Presentations continue to lag on teams, despite a 800kb deck today. I could even see this on my iPad beside the computer! I don’t really think it is a bandwidth problem. Quite a few pupils went silent, leaving the meeting and rejoining helped with that.
I made a real effort to spend some time in Minecraft with the pupils this week, didn’t really happen as every time I found time someone could not log in leading to conversations in teams. Quitting the app and swiping away and trying again seems an iPad solution.
A poem written in Teams by my class: Our Magic Box . We are looking at poetry most days. Seems like a good thing to do in the environment. Short texts & hopefully fun.
Some notes, part of a ragged collection on lockdown learning.
So far I’ve been following a pretty standard pattern for our class team meetings. 1 hour a day 5 or six items running from a prepared PowerPoint.
I think most of the pupils enjoy it or at least the ones that have turned up come back.
I try to give as much time to them to talk as I can, but it is difficult getting contributions when we don’t know who is going to talk. I do a fair bit of round the class and some shout out when you have an answer!

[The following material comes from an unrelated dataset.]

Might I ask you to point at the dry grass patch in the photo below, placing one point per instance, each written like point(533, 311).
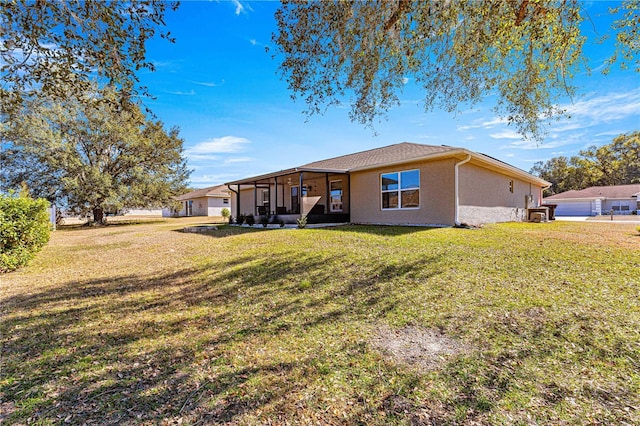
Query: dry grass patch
point(416, 347)
point(144, 324)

My main problem is the slides failing to show up on the pupils screens. I don’t think I’ve managed a meeting where everybody has seen the slides in a timely fashion. My screen is white/black is a common cry.
We had a meeting this morning where less than half the class turned up, so only 12 in the meeting. I gave up trying to use the slides as there were too many problems. This was with a 1.9mb powerpoint so I am not sure where the problem lies? I have generally a very basic approach to slide decks. No transitions, very few images, lean & mean.

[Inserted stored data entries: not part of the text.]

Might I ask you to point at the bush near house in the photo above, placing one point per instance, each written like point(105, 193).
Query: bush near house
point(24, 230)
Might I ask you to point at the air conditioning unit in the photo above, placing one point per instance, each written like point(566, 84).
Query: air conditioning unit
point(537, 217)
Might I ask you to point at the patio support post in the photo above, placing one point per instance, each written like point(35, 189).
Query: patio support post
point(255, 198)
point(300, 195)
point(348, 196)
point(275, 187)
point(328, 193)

I’d really like to know how to get the slides to work a wee bit better. I even tried turning my video off to see if that would help, but it didn’t make much difference. As I’ve no idea about the pupils connection it is difficult to even guess.
I had though earlier that flipped learning might be the way to go, and do link or embed some videos on our blog. I got the impression that they were not much watched. I am now thinking that it might be better to make my own videos and ask the class watch them just before the meet. This will of course mean more prep.
So my classes timetable for tomorrow looks like:
- 12:45 – 1:45 Minecraft
- 1:45 – 2:00 time to watch a couple of wee videos uploaded to Teams.
- 2:00 – 3:00 Team meeting
In other news:
I thought hands up in Teams had reached the iPad, but it seems not.
I am beginning. To see a drop off in participation, or in the sending me ‘work’ via Teams, e-Portfolios or email. I don’t think the May holiday helped, although I had a few pupils posting and even opened Minecraft up for a while on Monday. Maybe changing things up a bit in the meetings will help.
Might be good #digitalliteracy to talk about video size? I remember back when I started kids posting online 1st lesson was resizing jpgs to 480 pixels. Unfortunately more modern tech makes this less easy. In class we do an Airdrop back & forth so I can squash videos for kids.